日本の朝鮮半島統治からの解放70年を祝う「光復節」記念式典で万歳三唱する韓国の朴槿恵(パク・クネ)大統領(中央)。中国が求める北京・天安門広場での「抗日戦争勝利70年記念」軍事パレードへの出席は、頭が痛い懸案のままだ=2015年8月15日、韓国・首都ソウル(共同)【拡大】
最大の懸念はやはり、同盟国である米国との関係だった。
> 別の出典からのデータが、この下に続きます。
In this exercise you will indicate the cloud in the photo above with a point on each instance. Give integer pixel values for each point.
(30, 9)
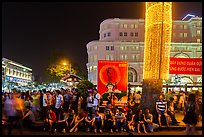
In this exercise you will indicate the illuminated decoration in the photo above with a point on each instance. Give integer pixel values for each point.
(158, 30)
(188, 15)
(115, 72)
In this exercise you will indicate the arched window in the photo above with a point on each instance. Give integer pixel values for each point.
(132, 75)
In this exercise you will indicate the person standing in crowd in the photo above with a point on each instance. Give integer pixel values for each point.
(75, 101)
(71, 118)
(130, 121)
(120, 120)
(98, 122)
(175, 101)
(50, 119)
(181, 101)
(137, 99)
(161, 108)
(88, 122)
(78, 121)
(14, 111)
(125, 108)
(108, 121)
(148, 118)
(49, 99)
(36, 103)
(171, 113)
(66, 100)
(89, 101)
(58, 104)
(190, 114)
(139, 121)
(96, 99)
(44, 104)
(168, 95)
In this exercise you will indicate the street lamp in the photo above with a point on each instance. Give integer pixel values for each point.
(65, 64)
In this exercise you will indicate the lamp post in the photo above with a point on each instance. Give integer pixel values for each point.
(70, 67)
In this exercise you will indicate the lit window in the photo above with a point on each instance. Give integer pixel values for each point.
(198, 41)
(95, 58)
(133, 57)
(111, 57)
(121, 57)
(198, 32)
(104, 35)
(185, 34)
(107, 47)
(109, 34)
(185, 26)
(132, 26)
(136, 34)
(126, 57)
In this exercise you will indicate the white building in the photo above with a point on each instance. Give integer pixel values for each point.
(123, 39)
(15, 72)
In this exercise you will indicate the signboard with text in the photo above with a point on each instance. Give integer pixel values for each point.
(115, 72)
(186, 66)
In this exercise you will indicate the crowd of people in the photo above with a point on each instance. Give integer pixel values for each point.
(65, 110)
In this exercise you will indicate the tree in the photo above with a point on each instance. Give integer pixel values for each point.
(83, 87)
(58, 66)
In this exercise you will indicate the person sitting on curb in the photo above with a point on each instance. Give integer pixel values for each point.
(51, 118)
(148, 118)
(98, 122)
(78, 120)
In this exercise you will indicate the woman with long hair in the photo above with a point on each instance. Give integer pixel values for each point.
(190, 114)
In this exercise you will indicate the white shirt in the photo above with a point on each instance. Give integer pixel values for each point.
(89, 101)
(44, 100)
(59, 100)
(137, 98)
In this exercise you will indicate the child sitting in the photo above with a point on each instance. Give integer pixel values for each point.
(139, 121)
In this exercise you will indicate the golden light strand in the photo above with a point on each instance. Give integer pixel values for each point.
(158, 29)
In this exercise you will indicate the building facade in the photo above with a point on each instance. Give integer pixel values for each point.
(15, 73)
(123, 39)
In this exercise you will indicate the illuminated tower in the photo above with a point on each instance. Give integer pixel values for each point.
(158, 29)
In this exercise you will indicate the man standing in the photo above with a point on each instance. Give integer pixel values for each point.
(96, 99)
(58, 104)
(137, 98)
(44, 104)
(161, 108)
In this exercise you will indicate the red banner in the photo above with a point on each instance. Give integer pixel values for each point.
(185, 66)
(115, 72)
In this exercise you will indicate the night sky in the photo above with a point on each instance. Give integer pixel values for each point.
(32, 31)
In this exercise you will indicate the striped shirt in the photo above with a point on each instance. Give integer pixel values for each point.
(161, 105)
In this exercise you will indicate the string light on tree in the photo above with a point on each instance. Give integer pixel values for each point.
(158, 30)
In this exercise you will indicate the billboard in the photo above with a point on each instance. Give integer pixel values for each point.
(115, 72)
(186, 66)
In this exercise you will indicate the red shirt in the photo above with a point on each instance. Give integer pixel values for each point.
(125, 109)
(53, 116)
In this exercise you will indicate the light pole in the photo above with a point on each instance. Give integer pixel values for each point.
(70, 67)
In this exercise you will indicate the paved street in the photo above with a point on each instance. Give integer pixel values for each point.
(27, 132)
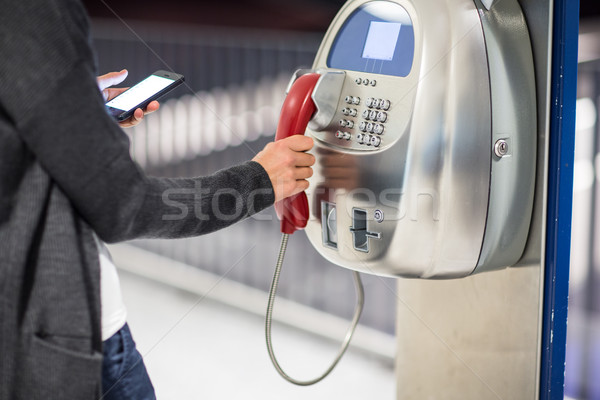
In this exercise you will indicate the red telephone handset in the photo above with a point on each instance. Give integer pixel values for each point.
(297, 110)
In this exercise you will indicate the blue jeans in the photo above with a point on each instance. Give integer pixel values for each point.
(124, 375)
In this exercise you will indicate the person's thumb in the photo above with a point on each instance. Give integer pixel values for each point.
(111, 79)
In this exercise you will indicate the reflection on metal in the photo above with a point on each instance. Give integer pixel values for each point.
(459, 207)
(480, 337)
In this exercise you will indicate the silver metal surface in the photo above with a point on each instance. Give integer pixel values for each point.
(501, 148)
(430, 170)
(480, 337)
(326, 98)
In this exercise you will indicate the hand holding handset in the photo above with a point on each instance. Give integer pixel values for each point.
(140, 95)
(297, 110)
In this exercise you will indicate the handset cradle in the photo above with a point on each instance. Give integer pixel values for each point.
(297, 110)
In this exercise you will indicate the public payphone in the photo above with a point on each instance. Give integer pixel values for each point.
(424, 119)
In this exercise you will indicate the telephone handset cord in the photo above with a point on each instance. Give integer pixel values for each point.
(360, 297)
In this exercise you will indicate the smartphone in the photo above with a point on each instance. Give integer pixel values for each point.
(139, 96)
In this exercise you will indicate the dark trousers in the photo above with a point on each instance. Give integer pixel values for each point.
(124, 375)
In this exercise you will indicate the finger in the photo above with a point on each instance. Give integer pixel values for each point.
(299, 142)
(303, 159)
(301, 185)
(112, 78)
(303, 173)
(111, 93)
(153, 106)
(137, 116)
(335, 172)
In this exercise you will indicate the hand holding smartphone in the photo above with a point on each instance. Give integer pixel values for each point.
(140, 95)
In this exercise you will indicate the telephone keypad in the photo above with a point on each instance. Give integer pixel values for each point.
(374, 116)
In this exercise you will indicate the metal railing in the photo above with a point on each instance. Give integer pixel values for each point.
(226, 113)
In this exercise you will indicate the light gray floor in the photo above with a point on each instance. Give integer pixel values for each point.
(198, 349)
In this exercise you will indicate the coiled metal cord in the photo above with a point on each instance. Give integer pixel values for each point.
(360, 299)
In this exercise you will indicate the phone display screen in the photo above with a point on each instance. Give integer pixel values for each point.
(140, 92)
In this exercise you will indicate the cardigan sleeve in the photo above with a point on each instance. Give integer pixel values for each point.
(60, 116)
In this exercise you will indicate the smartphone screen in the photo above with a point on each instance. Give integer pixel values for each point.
(140, 95)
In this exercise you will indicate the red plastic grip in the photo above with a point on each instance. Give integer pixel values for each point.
(297, 110)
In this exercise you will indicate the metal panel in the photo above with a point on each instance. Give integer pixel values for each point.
(480, 337)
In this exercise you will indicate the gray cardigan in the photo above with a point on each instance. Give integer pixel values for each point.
(65, 171)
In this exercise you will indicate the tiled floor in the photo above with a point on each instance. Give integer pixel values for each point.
(200, 349)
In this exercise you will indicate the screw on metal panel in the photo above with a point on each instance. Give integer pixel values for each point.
(501, 148)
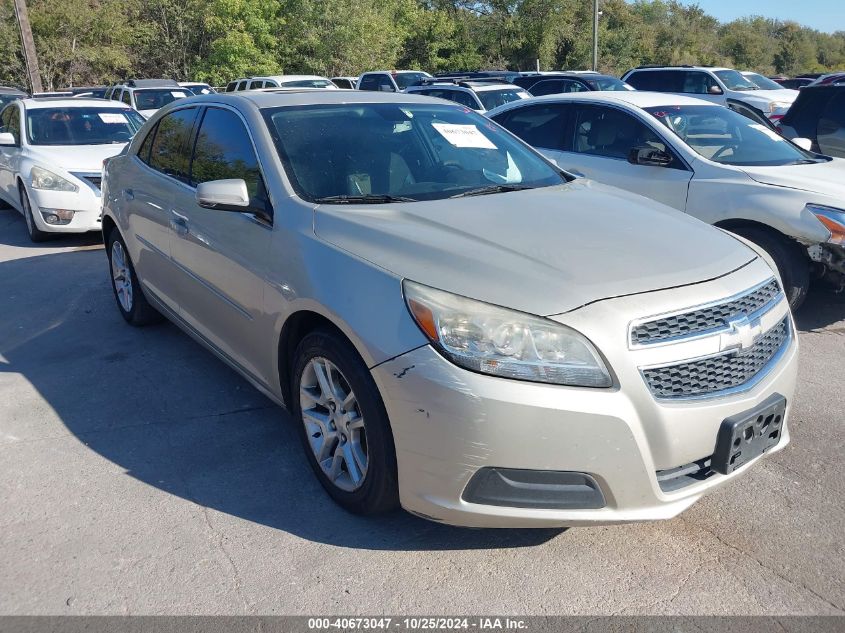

社説は米国の反対にもかかわらず、韓国が中国主導の国際金融機関「アジアインフラ投資銀行(AIIB)」に参加したことにも触れ、「ワシントンでは中国に近づく韓国と距離を置こうとする情緒がいつになく広まっている」と、対中接近に対して警鐘を鳴らした。
これに対し英字紙、コリア・タイムズは社説(電子版、8月11日付)で、中国について、最大の貿易相手国である▽北朝鮮に影響力を行使できる唯一の国である▽習近平国家主席(62)との信頼関係を強化できる-ことなどを挙げ、「損失より利益が大きく、これ以上、(出席を)ためらう必要はない」と訴えた。
気をもませた「未回答」
こうした中、ホスト国、中国では、共産党機関紙、人民日報系の国際情報紙環球時報が社説(電子版、8月10日)で、「中国と韓国はあの戦争で艱難(かんなん)を共にした」ことなどを理由に、「一般的に、9月3日の軍事パレードに関心がある中国人は朴氏が来ると考えている」とした。その一方、「もし、朴氏が来ない場合、多くの中国人は不思議に思うが、それで気をもむわけではない」とも指摘した。